After what had been a relatively quiet time for Mergers and Acquisitions (M&A) activity in the UK during 2022, the start of this year has seemed to have turned a corner.
It now appears that the market is moving back to the buoyant levels of M&A activity that were achieved in 2021.
The UK market, especially the mid and small cap space, is a hive of activity, as private equity and other businesses based in the UK and outside, are looking to utilise the cheap valuations currently on offer to purchase some great businesses at rock bottom prices.
There are several reasons why this is occurring, with the main one being how inexpensive the UK market is compared to other equity markets globally. On average, UK equities are as cheap as they have been over the past decade, when compared with other equity markets.
The fall in Sterling over the past few years has made businesses far cheaper for foreign investors too, and now the political situation is improving, it means the backdrop for businesses to work in is far better as well.
In the past week alone, Dechra pharmaceuticals and Network international have disclosed bids for their businesses. This comes after other offers had been placed for Dignity, Hyve Group and John Wood Group since the turn of the year, with bolt on acquisitions and investments being made by some of the largest UK firms as well, including Tesco’s & BP.
As we have highlighted in previous commentaries, UK equities remain an overweight for our portfolios. We continue to invest in funds based across the market cap spectrum that don’t just invest in large cap businesses residing in the FTSE 100, but also the mid cap FTSE 250 and UK small caps as well.

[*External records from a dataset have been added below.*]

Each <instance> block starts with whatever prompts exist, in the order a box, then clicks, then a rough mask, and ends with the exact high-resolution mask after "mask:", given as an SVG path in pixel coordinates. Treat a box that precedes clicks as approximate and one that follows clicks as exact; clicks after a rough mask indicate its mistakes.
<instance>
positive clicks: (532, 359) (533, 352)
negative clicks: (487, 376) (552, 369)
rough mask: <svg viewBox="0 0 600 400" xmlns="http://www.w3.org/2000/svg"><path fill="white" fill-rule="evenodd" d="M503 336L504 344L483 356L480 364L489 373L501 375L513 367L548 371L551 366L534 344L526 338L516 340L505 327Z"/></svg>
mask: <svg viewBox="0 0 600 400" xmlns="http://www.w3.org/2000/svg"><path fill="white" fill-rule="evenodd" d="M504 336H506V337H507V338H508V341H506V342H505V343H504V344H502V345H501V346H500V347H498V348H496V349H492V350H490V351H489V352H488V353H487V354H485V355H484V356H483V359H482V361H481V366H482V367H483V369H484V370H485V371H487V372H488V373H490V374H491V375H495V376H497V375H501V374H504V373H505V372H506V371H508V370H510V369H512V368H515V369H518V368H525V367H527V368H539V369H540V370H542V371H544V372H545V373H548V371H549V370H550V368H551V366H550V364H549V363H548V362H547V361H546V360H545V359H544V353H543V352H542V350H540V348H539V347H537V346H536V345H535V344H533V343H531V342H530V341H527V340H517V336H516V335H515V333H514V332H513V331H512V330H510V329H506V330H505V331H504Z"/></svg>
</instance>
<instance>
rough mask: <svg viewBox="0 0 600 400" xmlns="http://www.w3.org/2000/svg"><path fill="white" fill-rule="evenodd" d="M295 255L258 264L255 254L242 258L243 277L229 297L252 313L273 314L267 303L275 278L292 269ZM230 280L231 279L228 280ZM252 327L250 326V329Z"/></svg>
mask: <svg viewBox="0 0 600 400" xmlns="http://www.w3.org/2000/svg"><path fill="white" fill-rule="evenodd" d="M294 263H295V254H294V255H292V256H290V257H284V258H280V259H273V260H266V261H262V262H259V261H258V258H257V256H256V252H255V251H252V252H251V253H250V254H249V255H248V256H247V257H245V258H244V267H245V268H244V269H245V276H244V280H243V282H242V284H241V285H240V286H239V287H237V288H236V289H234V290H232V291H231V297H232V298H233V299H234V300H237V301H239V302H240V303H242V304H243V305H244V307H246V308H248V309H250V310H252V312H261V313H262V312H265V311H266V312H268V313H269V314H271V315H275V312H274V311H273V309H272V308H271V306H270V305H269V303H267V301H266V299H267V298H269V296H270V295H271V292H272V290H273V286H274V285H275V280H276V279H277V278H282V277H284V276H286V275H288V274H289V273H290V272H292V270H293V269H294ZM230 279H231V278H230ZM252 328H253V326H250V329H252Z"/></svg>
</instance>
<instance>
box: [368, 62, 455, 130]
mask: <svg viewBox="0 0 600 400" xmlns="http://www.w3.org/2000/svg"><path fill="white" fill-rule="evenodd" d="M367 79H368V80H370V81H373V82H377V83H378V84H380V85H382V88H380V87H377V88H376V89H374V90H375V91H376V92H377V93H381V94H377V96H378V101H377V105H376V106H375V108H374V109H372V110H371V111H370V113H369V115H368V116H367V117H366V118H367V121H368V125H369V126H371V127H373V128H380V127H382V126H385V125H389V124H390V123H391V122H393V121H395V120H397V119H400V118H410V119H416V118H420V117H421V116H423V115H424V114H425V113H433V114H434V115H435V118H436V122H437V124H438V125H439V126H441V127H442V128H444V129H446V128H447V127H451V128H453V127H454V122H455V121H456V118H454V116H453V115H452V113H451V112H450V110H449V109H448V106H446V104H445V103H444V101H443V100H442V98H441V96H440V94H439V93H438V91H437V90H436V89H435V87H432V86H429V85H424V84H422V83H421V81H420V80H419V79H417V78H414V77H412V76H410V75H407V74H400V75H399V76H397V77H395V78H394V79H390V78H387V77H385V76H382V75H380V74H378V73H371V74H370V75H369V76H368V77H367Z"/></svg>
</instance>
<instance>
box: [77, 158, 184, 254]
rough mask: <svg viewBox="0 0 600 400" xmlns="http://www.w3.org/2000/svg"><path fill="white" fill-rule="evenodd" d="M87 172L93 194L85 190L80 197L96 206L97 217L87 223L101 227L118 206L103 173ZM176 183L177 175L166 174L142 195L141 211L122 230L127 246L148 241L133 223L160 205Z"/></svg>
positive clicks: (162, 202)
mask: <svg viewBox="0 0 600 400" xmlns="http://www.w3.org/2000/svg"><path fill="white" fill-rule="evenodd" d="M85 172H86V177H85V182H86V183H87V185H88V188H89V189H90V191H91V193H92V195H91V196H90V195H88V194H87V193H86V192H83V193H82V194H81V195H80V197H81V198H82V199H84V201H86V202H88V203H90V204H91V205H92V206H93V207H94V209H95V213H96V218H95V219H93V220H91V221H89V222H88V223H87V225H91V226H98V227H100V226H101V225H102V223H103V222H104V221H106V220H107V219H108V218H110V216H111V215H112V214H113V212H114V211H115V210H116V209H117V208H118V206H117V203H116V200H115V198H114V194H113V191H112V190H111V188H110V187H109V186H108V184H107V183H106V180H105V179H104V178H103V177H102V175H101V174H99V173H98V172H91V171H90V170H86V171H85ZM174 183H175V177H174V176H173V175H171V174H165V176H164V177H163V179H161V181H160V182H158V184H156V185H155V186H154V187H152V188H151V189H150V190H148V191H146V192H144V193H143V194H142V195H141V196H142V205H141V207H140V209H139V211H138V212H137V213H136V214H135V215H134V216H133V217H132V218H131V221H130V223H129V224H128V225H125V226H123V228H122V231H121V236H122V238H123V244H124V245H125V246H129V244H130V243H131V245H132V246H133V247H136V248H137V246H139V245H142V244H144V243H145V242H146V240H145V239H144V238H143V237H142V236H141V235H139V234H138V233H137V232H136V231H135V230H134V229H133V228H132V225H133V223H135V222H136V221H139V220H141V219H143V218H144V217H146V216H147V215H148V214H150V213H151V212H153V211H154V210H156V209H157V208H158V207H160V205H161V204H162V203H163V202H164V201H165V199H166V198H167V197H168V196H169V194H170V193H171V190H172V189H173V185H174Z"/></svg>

The M&A activity that is occurring now and that will continue to occur, will benefit these investments, especially in the small and mid-cap space where the activity is predicted to be higher. In a recent survey undertaken by Numis, they found that 90% of FTSE 250 directors thought UK businesses were vulnerable to takeovers and 97% believe there will be increased competition for UK businesses and assets.
Other investors may continue to ignore the UK market and the excellent firms that reside here. However, as long as Private Equity and other businesses continue to do their homework, these cheap companies will be snapped up quickly and in doing so, we will happily collect the rewards this should provide our investments over time.